# Vorgegebene Bewegegungskurve abfahren



## Scholz (10 März 2011)

Hallo,

habe einen Servoverstärker AX5000 von Beckhoff und einen Servo Motor Am3022 ebenfalls von Beckhoff.

Nun soll ich damit die vorgegeben Kurve abfahren. 






Habe die Kurve analysiert und eine Tabelle mit 100 Werten erstellt.
Position in Grad, Geschwindigkeit und Beschleunigung 

Benutze den Baustein MC_MoveAbolute und übergebe ihm die jeweiligen werte.
Bloß leider klappt es nicht wie ich es mir vorgestellt habe.
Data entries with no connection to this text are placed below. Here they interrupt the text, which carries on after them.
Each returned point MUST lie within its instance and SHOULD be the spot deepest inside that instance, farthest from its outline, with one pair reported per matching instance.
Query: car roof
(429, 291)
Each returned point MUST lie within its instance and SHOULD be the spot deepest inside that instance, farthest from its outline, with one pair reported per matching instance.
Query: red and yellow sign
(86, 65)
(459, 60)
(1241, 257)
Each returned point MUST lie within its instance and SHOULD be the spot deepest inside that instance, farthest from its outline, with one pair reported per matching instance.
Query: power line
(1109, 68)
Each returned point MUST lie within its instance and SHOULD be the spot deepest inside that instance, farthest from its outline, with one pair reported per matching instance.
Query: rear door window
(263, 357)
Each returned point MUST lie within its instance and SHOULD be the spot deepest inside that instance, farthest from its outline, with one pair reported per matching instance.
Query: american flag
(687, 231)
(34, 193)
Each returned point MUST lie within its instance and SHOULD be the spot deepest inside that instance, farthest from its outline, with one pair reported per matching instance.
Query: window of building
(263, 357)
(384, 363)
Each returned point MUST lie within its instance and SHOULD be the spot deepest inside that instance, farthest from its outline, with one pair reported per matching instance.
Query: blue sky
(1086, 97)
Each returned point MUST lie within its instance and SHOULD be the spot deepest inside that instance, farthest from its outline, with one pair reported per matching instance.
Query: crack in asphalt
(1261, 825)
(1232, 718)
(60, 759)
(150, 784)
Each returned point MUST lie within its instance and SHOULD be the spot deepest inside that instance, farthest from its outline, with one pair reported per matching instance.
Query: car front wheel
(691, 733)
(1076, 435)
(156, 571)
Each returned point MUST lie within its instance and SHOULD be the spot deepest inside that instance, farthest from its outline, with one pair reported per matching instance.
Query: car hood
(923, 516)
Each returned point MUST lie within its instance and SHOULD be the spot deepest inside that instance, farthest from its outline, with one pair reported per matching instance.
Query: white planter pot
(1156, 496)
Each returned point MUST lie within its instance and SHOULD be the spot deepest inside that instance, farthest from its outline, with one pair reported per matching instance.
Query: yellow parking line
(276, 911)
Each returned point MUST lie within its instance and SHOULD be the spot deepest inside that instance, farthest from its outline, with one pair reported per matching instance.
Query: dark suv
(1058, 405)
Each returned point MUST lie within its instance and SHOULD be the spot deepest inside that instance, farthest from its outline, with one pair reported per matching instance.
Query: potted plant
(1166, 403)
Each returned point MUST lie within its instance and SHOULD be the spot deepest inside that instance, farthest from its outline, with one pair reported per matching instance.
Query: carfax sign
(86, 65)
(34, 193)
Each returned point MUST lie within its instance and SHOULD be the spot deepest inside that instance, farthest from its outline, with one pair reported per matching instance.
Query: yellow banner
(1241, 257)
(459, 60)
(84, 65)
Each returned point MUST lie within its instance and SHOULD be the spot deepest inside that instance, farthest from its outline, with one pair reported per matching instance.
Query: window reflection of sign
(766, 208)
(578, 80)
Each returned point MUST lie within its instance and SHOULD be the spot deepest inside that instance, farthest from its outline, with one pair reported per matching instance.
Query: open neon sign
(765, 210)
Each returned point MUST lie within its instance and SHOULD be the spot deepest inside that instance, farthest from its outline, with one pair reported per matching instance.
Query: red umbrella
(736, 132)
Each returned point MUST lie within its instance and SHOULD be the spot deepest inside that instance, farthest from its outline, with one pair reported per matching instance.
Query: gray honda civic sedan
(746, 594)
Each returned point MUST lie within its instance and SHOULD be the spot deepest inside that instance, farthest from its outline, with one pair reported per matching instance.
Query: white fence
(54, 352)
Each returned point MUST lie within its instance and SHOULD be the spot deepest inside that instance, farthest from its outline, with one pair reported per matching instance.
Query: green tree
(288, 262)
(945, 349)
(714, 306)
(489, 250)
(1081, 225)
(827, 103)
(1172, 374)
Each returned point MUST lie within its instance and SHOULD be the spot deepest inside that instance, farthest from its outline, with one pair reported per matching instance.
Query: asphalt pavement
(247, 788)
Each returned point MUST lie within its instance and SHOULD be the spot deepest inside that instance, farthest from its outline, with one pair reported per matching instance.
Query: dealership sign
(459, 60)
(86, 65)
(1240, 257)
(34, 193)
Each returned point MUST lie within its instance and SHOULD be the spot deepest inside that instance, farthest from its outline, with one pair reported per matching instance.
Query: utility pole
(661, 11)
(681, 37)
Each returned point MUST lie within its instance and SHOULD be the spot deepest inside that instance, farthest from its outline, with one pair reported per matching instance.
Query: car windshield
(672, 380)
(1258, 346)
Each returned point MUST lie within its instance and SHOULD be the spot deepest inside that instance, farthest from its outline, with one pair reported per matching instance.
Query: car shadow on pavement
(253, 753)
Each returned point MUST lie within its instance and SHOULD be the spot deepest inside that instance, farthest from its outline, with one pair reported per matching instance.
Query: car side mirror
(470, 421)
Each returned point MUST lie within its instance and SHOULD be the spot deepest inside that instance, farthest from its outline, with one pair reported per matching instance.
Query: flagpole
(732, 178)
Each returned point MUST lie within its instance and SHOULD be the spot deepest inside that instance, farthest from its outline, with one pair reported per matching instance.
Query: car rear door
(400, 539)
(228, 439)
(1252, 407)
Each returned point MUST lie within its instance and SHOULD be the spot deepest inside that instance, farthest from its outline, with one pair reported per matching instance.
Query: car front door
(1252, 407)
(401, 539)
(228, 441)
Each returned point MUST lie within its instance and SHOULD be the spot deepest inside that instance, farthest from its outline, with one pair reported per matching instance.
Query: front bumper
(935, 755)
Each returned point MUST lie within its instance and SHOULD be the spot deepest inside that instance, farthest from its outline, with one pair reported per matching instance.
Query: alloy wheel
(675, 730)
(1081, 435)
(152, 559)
hat da jemand einen besseren lösungansatz???


----------



## Larry Laffer (10 März 2011)

Was klappt denn nicht (wie du es dir vorgestellt hast) ?
Bzw. was macht es denn ?


----------



## Scholz (10 März 2011)

Die positionen werden abgefahren aber nicht in einer sekunde.
dementsprechend stimmt meine kurve im scope nicht der vorgebenen überein.

da die kurve in 100 werte aufgeteilt ist muss der motor alle 10ms die neue position anfahren. da ist schon das erste problem. das zweite problem ist wenn ich dem baustein die geschwindigkeiten übergebe dauert es noch länger. da an einigen punkten die geschwindigkeit nahezu null.


----------



## trinitaucher (10 März 2011)

MC_MoveAbsolute bringt dir nichts. Der ist nur für Fahrten von A nach B mit einmalig festgelegten Parametern.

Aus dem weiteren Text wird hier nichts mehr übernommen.